Глава двадцать первая

КАК МАРИНА МНИШЕК ВЪЕЗЖАЛА В МОСКВУ И КАК МАРУСЯ КУРБСКАЯ ПРИНЯЛА ТАКЖЕ УЧАСТИЕ В ЭТОМ ВЪЕЗДЕ

[]

Согласно наперед установленному церемониалу, въезд царской невесты в Москву должен был состояться 2-го мая по Смоленской дороге. На расстоянии ружейного выстрела от городских ворот были раскинуты два роскошных шатра; а чтобы задержать напор несметных зрителей небывалого еще зрелища, от шатров до города и далее по городским улицам вплоть до Кремля была расставлена цепь конных казаков и пеших ратников. Вставшим спозаранку Курбским, Биркиным и безотлучному казачку первых Петрусю удалось занять места хотя и позади воинской цепи, но против самых шатров.
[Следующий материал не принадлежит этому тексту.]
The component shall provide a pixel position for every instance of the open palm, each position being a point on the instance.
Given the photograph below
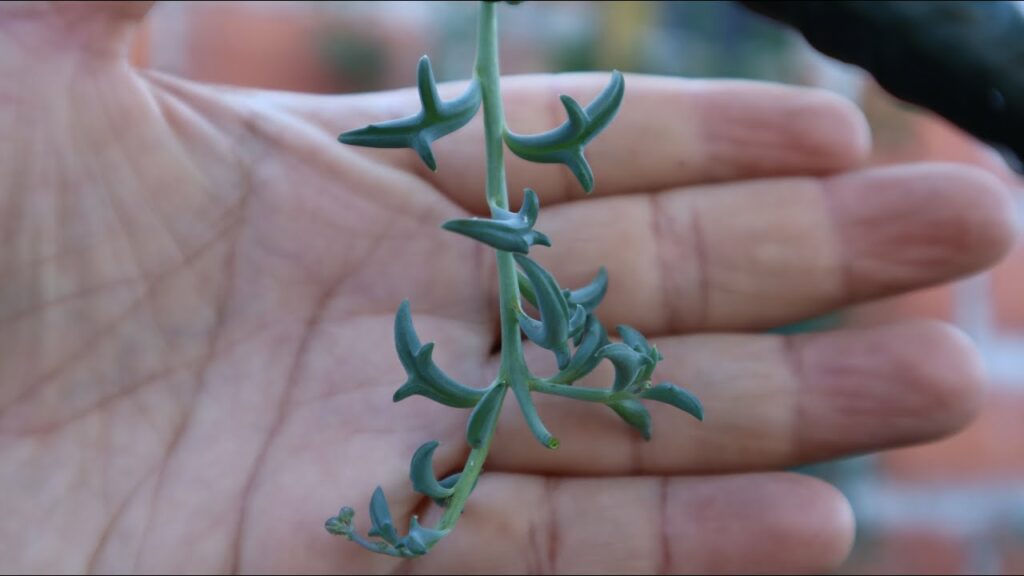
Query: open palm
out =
(198, 287)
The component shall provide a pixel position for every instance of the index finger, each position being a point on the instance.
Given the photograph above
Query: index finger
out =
(669, 132)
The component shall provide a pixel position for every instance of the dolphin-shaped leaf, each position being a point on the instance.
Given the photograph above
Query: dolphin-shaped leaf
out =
(424, 376)
(564, 145)
(511, 232)
(553, 330)
(635, 415)
(586, 357)
(436, 118)
(421, 472)
(675, 396)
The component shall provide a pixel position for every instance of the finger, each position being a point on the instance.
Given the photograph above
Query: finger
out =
(95, 29)
(668, 132)
(760, 254)
(770, 401)
(769, 523)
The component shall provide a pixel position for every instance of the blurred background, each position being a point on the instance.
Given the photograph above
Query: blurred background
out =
(952, 506)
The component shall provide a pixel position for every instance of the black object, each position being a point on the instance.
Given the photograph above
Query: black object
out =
(964, 60)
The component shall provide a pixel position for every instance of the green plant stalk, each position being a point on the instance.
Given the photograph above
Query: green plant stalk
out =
(544, 385)
(513, 368)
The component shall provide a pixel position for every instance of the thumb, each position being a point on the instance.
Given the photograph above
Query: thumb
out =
(94, 29)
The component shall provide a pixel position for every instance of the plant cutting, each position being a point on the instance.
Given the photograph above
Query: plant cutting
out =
(531, 302)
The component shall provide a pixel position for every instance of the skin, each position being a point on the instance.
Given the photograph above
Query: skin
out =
(199, 285)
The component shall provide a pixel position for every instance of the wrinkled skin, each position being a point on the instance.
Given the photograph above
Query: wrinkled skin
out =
(198, 285)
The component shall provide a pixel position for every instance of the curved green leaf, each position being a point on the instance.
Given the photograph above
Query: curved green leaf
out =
(380, 517)
(635, 415)
(511, 232)
(435, 119)
(638, 342)
(424, 376)
(420, 539)
(552, 331)
(675, 396)
(585, 359)
(421, 472)
(564, 145)
(628, 362)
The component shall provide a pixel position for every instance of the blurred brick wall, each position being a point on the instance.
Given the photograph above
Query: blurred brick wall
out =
(952, 506)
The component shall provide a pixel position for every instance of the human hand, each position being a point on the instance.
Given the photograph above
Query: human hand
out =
(198, 286)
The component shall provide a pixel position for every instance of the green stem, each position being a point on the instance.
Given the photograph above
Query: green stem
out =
(513, 366)
(577, 393)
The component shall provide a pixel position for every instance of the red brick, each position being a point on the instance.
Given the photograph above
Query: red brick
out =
(989, 449)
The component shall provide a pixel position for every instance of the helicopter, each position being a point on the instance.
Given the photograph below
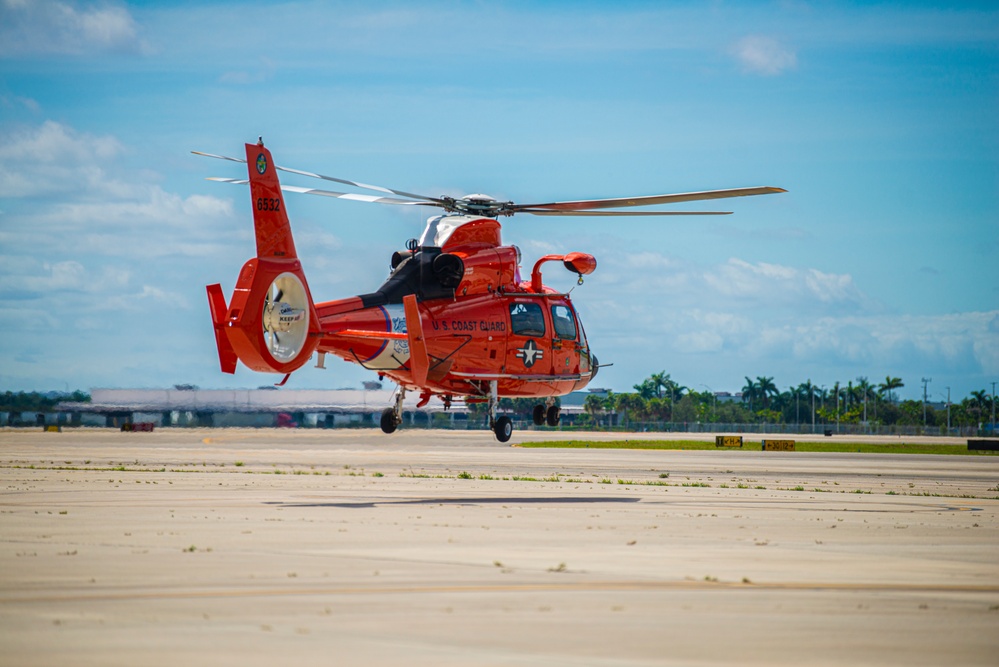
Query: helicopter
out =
(454, 319)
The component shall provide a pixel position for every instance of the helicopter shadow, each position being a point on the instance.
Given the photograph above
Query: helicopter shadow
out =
(539, 500)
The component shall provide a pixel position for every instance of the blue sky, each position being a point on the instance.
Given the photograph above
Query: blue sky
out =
(881, 120)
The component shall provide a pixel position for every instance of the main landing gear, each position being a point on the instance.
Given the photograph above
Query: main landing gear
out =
(392, 417)
(502, 427)
(549, 413)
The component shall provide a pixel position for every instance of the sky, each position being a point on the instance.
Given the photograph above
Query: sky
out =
(881, 120)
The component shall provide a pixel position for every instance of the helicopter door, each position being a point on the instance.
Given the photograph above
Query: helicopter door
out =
(565, 336)
(528, 350)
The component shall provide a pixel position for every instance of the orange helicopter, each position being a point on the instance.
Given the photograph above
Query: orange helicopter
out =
(453, 319)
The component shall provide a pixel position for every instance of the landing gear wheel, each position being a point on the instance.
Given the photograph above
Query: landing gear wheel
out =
(554, 414)
(388, 420)
(503, 428)
(539, 415)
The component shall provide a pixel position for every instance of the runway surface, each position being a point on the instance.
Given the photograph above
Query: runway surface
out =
(263, 547)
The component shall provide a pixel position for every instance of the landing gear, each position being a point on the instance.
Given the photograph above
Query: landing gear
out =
(392, 417)
(539, 415)
(553, 416)
(501, 426)
(389, 423)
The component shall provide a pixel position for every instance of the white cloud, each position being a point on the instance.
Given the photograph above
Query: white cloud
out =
(66, 28)
(764, 55)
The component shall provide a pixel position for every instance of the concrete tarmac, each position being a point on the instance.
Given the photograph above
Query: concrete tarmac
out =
(264, 547)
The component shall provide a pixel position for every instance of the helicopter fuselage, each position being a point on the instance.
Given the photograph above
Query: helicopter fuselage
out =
(481, 322)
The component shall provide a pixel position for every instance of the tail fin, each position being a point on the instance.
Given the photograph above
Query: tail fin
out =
(270, 220)
(271, 323)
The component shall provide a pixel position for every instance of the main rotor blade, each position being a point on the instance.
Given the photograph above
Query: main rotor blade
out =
(651, 200)
(356, 184)
(371, 199)
(311, 174)
(220, 157)
(631, 213)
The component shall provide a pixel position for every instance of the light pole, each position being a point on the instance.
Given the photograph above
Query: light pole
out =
(925, 382)
(948, 410)
(993, 408)
(714, 400)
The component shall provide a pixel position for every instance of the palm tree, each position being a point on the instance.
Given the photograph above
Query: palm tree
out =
(808, 390)
(749, 392)
(864, 390)
(766, 388)
(889, 385)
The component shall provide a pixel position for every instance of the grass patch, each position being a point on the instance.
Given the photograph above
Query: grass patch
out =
(824, 447)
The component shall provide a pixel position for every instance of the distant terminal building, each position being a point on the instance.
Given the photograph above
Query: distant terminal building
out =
(187, 405)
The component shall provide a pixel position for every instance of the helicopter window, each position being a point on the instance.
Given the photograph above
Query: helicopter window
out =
(565, 325)
(527, 319)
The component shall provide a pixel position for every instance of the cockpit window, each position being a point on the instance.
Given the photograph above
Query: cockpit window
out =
(565, 325)
(527, 319)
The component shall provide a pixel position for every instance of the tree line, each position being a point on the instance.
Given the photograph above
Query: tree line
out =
(659, 398)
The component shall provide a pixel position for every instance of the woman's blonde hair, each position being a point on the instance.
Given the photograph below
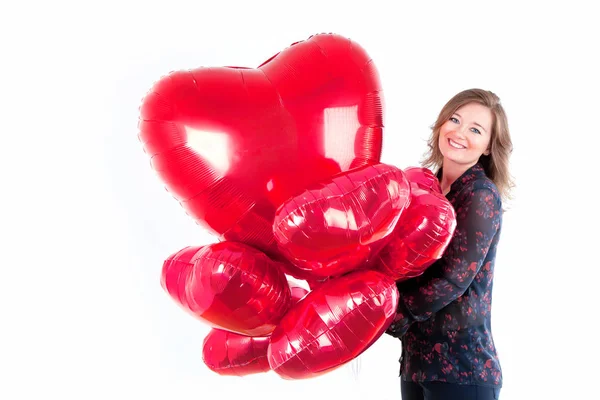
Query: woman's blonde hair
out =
(496, 164)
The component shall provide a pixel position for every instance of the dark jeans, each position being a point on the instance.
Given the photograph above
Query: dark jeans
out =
(446, 391)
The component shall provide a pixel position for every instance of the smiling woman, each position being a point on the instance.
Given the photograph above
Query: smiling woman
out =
(444, 316)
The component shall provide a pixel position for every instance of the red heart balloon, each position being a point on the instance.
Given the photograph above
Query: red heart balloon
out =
(338, 224)
(232, 354)
(423, 178)
(228, 353)
(228, 285)
(422, 233)
(333, 324)
(232, 144)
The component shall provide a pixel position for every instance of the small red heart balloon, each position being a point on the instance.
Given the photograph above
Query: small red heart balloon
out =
(232, 144)
(422, 233)
(232, 354)
(228, 285)
(333, 324)
(228, 353)
(423, 178)
(338, 224)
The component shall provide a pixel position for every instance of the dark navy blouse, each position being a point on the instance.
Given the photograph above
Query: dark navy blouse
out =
(444, 315)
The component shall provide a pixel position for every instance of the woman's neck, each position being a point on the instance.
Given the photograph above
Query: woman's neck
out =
(451, 171)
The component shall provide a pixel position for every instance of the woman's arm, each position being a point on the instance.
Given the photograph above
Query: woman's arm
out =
(477, 222)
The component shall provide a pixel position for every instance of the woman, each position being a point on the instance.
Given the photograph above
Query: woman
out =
(444, 315)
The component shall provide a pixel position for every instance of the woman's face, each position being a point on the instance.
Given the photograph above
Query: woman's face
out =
(466, 135)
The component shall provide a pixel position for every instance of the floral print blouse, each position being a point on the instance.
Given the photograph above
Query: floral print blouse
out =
(444, 316)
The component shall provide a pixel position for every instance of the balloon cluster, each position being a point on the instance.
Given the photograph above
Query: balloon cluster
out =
(282, 163)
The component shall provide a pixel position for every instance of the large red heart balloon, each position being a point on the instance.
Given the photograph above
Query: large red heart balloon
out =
(333, 324)
(228, 285)
(232, 143)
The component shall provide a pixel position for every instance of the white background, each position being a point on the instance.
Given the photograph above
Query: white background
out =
(85, 224)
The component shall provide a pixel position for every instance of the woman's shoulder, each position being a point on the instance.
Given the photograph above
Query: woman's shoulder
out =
(482, 189)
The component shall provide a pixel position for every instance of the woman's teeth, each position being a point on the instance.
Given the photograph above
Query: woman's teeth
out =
(456, 145)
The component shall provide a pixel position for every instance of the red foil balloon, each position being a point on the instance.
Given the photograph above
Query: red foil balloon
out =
(232, 144)
(232, 354)
(423, 178)
(422, 234)
(228, 285)
(333, 324)
(337, 225)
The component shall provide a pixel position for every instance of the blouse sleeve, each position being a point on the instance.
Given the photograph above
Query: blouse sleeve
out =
(477, 222)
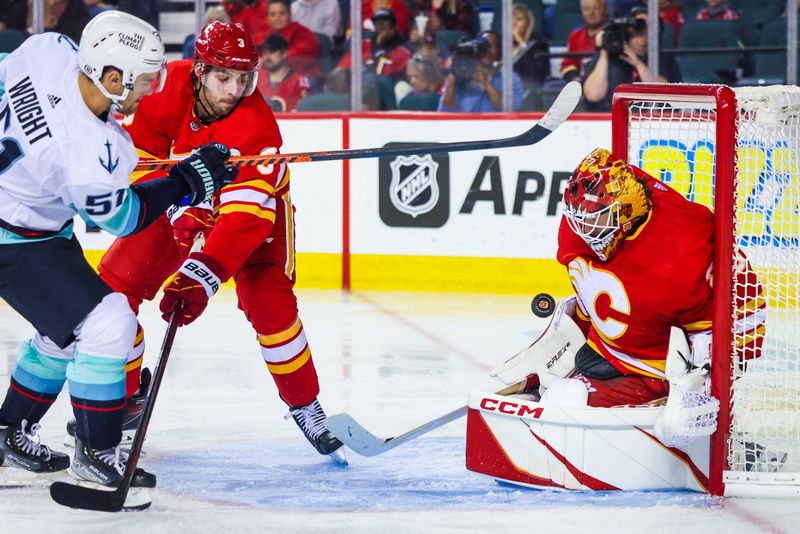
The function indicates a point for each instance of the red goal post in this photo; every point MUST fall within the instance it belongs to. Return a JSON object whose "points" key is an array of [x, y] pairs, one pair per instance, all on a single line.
{"points": [[736, 151]]}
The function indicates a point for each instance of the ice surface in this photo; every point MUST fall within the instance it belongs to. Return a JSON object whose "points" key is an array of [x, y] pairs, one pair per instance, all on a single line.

Таким образом, в ожидании, они имели полную возможность наглядеться, во-первых, на сверкавшую серебром и золотом группу всадников бояр, долженствовавших встретить здесь невесту государя; потом на царский подарок ей -- двенадцать верховых коней под меховыми попонами, с золотыми удилами и серебряными стременами; наконец, на назначенную для нее же раззолоченную колымагу, запряженную десятью бесподобными чубарыми конями.

А вот, при звуках труб, флейт и барабанов, показался и поезд царственной гостьи: впереди стрельцы, за ними польские гусары, за этими высланные навстречу ей до границы московские бояре и ее родственники: отец, дядя, брат и зять; далее -- ее личная охрана.

-- Ну, что я говорила, Миша? -- заметила Маруся. -- Вон и пан Осмольский; но как он изменился! Краше в гроб кладут...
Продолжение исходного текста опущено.